English review, by Jessica Marglin (Princeton)

Review of François Pouillon, ed., Dictionnaire des orientalistes de langue française. Paris: Karthala, 2008, xxii-1007 p.

François Pouillon and 190 collaborators have done a great service to the humanities with their Dictionnaire des orientalistes.  This monumental work provides biographical and bibliographical information about the thousands of scholars, artists, travelers, and writers who wrote about, painted, and studied the Orient (stretching from North Africa in the West to China and Japan in the East) from the sixteenth to the twentieth centuries. Though limited to francophone Orientalists (including “natives” of France, Belgium, Switzerland, etc., as well as authors from imperial territories), this dictionary will nonetheless prove an essential resource to students and scholars in History, Art History, Anthropology, and related fields.  In particular, the dictionary offers extensive entries detailing the lives and work of those involved in literary and artistic representations of the “exotic” East.  By also including information on those Orientalists more directly concerned with political and historical studies, the dictionary puts Orientalist artists and writers into the broader context of Europe’s contact with the non-Western world.

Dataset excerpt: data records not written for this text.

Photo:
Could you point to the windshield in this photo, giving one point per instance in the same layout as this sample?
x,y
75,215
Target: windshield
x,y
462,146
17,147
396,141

As a whole, the dictionary demonstrates the complex nature of Oriental studies, which has largely been overshadowed by popular condemnation in the wake of Edward Said’s book on the subject. This dictionary shows that Orientalism, while intimately tied to the colonial period, was also a field which encompassed a broad range of viewpoints and which was constituted by a highly diverse group of actors. Entries range from “famous” painters and authors to more obscure figures, such as dragomen and colonial administrators, who quietly contributed to representing the region. Beyond its usefulness as a reference work, it reclaims the history of interaction between Europe and the Orient as a subject worthy of serious reconsideration.